Now when the Tortoise came to the school it was high noon, and all the children were waiting open-mouthed for their mammas and the lunches which they expected. Such rows and rows of wide hungry mouths! Madame Tortoise moved slowly up and down and round and round, eyeing the various children who begged for the nice wiggly worms. "H'm!" she said to herself, "hungry children seem to look considerably alike, and none of them are so wondrously beautiful when their mouths are wide open greedily. I wonder which are Mrs. Partridge's children. She told me to give this lunch to the handsomest babies here. Well, I will, and if I make a mistake it will not be my fault. Hello! Here are my dear little Turtlets! Bless the babies, how pretty they are! Why, I declare, I never realized that they were so handsome. Certainly, they are the best-looking children in the school. Then I must give them Mrs. Partridge's luncheon, for so I promised. Yes, my little ones, here is your lunch which I brought for you. And when you have finished that, here is another, some nice, fat, wiggly worms which mother collected on the way,—a prize for the handsomest children in the school."
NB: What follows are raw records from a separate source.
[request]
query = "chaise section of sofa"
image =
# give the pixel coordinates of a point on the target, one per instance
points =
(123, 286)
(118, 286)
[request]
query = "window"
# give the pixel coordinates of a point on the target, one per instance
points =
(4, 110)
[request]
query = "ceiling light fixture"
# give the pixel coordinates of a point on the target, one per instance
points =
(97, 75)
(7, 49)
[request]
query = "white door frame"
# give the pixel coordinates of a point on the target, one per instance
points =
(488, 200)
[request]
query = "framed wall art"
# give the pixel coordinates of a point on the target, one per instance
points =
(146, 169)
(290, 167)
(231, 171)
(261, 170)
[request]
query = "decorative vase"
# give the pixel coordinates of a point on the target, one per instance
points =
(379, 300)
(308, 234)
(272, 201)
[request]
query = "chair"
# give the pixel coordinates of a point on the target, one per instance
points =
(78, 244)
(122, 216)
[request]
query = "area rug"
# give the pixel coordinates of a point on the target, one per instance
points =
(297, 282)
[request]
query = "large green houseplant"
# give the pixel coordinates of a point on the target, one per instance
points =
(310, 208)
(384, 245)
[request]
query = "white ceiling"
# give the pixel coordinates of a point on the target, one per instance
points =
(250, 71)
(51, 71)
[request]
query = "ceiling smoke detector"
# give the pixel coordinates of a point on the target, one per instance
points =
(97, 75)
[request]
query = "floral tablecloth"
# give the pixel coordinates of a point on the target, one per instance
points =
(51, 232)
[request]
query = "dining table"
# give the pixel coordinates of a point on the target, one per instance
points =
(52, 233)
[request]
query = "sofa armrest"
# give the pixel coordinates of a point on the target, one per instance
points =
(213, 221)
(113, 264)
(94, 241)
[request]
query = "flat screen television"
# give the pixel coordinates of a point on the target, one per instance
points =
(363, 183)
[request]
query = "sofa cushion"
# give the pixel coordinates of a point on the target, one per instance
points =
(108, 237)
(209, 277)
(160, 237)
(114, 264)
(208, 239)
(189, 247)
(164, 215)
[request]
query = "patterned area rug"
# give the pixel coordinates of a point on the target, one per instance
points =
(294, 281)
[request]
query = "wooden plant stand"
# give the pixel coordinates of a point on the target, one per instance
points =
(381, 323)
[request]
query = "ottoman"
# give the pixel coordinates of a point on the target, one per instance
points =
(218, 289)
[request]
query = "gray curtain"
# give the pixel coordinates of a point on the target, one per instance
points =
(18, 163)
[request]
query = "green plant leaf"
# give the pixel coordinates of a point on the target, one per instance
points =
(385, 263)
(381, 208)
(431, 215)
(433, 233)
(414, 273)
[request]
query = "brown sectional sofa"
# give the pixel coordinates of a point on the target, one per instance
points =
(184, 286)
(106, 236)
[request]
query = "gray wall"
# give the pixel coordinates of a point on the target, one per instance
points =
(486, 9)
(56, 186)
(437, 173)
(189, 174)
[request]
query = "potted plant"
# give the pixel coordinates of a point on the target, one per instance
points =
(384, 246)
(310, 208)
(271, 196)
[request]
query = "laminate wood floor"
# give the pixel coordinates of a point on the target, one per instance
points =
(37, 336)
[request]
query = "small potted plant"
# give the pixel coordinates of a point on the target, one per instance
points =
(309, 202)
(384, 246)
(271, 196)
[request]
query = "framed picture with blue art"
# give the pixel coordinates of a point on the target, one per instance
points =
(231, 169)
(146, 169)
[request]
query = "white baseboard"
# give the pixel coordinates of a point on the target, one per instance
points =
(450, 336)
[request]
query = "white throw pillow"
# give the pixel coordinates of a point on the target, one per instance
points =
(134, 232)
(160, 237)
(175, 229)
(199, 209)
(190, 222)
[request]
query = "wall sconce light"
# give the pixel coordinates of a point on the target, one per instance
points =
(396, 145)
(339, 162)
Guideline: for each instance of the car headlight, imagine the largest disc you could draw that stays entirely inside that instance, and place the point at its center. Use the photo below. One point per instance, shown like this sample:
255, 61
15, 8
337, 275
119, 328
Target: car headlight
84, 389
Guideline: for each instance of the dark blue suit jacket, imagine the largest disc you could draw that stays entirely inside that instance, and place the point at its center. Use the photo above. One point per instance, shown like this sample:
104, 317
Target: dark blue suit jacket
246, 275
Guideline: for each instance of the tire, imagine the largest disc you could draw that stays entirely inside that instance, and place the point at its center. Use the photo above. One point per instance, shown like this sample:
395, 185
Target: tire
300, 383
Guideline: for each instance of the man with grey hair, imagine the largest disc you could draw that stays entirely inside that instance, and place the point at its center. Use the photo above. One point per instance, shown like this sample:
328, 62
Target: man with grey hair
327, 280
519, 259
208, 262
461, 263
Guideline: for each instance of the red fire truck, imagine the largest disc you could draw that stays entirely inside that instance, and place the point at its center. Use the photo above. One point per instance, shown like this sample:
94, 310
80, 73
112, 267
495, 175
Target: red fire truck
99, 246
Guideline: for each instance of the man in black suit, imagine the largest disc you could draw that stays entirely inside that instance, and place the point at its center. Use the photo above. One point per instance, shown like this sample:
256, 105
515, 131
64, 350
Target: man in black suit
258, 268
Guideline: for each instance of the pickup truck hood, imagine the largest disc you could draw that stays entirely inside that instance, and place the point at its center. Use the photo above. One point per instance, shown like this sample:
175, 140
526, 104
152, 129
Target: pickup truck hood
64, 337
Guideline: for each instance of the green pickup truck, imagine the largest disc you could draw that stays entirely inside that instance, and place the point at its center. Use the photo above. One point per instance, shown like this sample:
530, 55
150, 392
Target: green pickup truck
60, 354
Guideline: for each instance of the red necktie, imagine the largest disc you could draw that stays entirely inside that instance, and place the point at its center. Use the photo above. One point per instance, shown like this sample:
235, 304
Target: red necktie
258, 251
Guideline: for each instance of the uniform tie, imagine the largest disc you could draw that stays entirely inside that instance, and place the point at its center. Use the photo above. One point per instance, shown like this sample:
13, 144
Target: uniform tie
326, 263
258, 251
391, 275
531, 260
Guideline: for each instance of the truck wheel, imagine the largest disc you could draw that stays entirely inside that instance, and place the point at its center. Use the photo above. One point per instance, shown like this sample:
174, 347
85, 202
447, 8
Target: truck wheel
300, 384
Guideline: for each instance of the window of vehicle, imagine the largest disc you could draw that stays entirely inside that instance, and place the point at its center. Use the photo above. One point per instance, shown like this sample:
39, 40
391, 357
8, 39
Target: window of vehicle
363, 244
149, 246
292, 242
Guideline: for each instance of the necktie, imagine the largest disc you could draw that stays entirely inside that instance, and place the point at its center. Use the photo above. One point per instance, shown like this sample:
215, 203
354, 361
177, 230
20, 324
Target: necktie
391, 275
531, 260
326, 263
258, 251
So the little Turtlets fared wonderfully well that day; but the poor little Partridges went hungry, and had dreadful headaches, and went home peeping sadly to their silly mother. And Mrs. Partridge had no more sense than to be angry with Madame Tortoise, which I think was very unfair, don't you? For the latter had only done as she was bidden by her silly and conceited neighbor.

But after that the Tortoise and the Partridge never spoke to each other, and their children would not play together at school.


THE EARLY GIRL

HERE were once two girls who were very dear friends, Zaïca and Tourtourelle. One morning Zaïca woke up and said, "O Tourtourelle! Last night I had such a strange dream!"

"And so did I!" cried Tourtourelle. "Let us tell each other the dreams. But you first, Zaïca."